Случилось это в самый канун Нового, сорок второго, года. Пошёл я тогда после смены по одному адресу, по которому жил мой ученик, Серёжа Климов, который не вышел в тот день на смену. Уж кто-кто, а Климов был очень ответственным парнем, и на него это было совсем не похоже. Так вот, иду я, а меня самого с голодухи качает из стороны в сторону, будто пьяного. Мороз стоял такой, что телогрейка особо и не согревала, поэтому, чтобы немного согреться и спрятаться от пронизывающего ветра, я на своём пути периодически заходил то в один, то в другой подъезд. Зайдя в очередной такой подъезд и постояв там несколько минут, я уже был готов отправиться дальше, когда на втором этаже открылась дверь, и я стал невольным свидетелем разговора двух мужчин.
– Да, и ещё, – проговорил сиплым голосом первый. – Серый велел передать, что в следующий раз товар будет в четверг. Поэтому оплату приготовь заранее, чтобы я тут не ждал, как сегодня.
– Вы что, думаете, у меня тут продовольственный склад, – огрызнулся скрипучим голосом хозяин квартиры, – и я храню продукты у себя под кроватью? А вдруг вы не придёте в четверг, что тогда? Так что передай своему Серому, пусть не выкобенивается, а слушает старших. Всё. Иди, – приказным тоном скомандовал он.
Дверь со скрипом закрылась. Посетитель ещё немного постоял на площадке и грузной походкой начал спускаться вниз. Чтобы не столкнуться с ним, я тихонько по стеночке отступил в темноту и спрятался под лестничным маршем. Дождавшись момента, когда мужчина выйдет из подъезда, я через несколько секунд последовал за ним. На улице по-прежнему мела метель, дул сильный ветер, и хотя улица хорошо просматривалась в обе стороны, вышедшего из подъезда мужчины уже нигде не было. Он как сквозь землю провалился. Я же, потоптавшись на месте, отправился дальше разыскивать своего Серёжку.
Придя по адресу Климовых, я постучал в дверь квартиры, на которой висела медная табличка с надписью «Академик Климов П. Г.», но мне никто не ответил.

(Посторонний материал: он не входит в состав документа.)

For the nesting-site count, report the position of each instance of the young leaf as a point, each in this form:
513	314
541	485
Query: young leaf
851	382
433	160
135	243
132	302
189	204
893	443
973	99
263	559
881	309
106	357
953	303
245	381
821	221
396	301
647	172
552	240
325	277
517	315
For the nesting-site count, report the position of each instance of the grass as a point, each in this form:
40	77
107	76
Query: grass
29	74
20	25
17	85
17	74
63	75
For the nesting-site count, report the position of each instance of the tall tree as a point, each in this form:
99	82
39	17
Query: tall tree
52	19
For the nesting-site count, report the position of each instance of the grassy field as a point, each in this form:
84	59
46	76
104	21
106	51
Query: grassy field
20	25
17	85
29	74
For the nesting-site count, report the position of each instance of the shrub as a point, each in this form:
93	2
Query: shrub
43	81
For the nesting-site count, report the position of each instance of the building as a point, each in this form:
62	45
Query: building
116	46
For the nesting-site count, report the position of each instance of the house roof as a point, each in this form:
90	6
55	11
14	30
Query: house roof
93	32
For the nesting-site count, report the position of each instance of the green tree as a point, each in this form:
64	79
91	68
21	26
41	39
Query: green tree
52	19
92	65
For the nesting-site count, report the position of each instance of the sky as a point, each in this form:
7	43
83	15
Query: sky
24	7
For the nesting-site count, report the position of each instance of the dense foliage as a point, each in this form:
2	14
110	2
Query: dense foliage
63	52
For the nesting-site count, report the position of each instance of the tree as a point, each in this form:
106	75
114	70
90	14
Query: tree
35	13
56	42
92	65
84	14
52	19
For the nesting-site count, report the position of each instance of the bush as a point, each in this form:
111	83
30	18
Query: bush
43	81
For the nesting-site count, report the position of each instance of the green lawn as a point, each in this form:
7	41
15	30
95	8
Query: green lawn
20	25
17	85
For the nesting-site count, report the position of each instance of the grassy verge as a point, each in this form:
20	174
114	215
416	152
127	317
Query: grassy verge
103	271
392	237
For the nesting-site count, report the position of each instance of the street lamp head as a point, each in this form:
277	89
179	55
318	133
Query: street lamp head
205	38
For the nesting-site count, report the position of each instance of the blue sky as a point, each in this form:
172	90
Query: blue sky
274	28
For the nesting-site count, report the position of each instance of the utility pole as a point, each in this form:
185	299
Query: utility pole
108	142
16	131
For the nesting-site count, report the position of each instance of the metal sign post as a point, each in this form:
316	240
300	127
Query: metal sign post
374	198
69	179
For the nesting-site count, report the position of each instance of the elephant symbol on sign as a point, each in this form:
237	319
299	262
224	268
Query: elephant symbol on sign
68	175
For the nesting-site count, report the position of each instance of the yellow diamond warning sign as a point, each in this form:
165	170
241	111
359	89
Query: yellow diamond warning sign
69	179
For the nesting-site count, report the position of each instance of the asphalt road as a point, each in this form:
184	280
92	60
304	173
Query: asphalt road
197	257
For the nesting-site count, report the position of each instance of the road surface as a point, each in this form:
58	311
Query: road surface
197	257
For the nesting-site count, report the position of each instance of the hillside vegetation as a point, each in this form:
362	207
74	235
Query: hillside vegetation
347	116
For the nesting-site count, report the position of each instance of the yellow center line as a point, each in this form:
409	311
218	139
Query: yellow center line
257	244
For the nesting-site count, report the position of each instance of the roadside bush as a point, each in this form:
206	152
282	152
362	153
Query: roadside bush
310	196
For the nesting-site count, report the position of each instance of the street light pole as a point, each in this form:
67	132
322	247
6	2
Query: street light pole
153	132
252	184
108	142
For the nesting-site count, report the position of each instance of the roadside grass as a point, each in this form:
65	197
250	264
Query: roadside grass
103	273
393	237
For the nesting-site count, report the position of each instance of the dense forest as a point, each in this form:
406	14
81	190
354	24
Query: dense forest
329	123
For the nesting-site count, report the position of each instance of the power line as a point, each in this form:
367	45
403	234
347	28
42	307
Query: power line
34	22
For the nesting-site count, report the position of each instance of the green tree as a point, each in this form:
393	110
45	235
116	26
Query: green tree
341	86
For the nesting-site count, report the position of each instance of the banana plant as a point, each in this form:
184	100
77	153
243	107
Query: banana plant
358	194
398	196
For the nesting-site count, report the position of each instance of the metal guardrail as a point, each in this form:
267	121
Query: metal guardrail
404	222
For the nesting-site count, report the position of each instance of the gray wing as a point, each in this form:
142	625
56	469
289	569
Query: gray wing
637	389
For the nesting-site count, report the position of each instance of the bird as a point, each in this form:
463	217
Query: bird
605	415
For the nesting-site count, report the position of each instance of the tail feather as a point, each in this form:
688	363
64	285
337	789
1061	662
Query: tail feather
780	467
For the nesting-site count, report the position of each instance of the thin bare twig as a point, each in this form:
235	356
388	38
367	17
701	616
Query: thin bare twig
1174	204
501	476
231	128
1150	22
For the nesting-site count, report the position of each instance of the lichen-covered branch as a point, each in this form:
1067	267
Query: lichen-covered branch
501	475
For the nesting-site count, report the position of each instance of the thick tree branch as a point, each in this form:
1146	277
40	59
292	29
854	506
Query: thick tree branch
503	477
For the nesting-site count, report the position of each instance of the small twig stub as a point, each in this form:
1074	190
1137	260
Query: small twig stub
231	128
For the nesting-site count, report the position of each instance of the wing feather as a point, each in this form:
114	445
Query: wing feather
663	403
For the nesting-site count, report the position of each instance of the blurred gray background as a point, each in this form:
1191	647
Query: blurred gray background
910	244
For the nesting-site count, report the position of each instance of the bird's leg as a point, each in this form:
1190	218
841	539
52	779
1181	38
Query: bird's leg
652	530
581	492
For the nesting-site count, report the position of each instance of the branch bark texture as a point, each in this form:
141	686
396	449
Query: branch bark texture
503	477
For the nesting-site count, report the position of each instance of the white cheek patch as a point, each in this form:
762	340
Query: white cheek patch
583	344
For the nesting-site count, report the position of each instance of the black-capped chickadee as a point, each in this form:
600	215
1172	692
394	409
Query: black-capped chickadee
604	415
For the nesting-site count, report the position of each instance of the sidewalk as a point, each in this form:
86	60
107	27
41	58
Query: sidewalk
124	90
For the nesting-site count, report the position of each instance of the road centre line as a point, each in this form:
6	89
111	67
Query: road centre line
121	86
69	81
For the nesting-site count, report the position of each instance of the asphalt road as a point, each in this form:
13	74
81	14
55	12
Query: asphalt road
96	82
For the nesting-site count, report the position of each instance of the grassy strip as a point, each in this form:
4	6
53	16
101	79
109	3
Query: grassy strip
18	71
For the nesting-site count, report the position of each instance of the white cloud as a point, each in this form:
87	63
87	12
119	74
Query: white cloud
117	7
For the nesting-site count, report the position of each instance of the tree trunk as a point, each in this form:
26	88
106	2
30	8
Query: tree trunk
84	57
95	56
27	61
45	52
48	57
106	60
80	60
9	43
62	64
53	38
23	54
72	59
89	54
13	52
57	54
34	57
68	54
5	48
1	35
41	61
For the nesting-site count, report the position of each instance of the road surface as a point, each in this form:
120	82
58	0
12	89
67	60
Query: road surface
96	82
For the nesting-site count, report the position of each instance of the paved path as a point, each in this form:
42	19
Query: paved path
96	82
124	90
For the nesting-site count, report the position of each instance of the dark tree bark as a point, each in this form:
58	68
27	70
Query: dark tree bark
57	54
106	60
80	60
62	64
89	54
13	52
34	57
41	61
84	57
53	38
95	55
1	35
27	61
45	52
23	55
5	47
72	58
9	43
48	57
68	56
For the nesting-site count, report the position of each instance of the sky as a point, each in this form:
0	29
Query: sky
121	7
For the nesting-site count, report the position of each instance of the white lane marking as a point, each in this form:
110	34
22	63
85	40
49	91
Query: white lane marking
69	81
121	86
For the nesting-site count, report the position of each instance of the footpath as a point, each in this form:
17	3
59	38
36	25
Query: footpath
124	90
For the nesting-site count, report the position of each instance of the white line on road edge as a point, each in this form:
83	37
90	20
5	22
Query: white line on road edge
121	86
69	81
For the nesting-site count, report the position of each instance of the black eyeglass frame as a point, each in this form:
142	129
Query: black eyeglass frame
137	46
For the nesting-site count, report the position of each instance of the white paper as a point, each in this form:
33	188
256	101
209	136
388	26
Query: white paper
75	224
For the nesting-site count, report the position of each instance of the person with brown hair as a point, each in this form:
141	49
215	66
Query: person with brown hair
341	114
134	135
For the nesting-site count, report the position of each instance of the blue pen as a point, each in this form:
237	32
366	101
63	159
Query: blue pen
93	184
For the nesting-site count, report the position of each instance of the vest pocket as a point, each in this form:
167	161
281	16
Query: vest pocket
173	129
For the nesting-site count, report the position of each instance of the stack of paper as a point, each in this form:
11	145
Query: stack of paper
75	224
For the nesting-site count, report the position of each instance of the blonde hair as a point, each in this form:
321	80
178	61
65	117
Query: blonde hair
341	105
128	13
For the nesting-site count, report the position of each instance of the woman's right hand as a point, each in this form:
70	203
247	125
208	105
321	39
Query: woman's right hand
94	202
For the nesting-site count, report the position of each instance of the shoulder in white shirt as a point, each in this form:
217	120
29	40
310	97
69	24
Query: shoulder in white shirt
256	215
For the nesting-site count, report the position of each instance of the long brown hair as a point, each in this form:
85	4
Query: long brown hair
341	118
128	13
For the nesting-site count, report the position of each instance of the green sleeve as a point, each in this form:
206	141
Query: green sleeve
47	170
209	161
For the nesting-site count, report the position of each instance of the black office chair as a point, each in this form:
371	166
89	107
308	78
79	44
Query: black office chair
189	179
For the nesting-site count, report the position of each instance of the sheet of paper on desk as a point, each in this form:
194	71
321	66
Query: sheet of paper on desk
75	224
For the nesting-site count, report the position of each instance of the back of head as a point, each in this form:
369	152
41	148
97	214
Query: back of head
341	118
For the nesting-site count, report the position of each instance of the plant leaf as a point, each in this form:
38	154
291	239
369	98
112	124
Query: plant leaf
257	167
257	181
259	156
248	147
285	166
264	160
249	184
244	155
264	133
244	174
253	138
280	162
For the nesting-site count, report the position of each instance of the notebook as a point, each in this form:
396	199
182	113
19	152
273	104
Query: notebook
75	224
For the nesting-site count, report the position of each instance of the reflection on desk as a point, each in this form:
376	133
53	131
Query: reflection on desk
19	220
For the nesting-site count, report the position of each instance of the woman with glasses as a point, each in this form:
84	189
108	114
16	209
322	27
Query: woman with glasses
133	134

На эти звуки из соседней квартиры вышла шатающаяся от голода женщина, закутанная с головы до ног в одеяло.
– Вам чего надо, молодой человек, что вы тут стучите?
– Здравствуйте. Не подскажете, как мне найти Серёжу Климова? Видите ли, я пришёл с завода, на котором он работает. Сегодня он не пришёл на смену, и мне надо срочно его найти.
– Я видела Серёжу вчера, – ответила женщина, – примерно в это же самое время. Мы встретились с ним на лестнице, он поднимался, а я спускалась. Я ещё тогда поинтересовалась у него о здоровье Веры Николаевны, его мамы, а то я уже два дня как не видела её. Он поздоровался со мной, сказал, что мама жива и здорова, а он забежал на минутку проведать её и хочет вернуться до темноты на завод.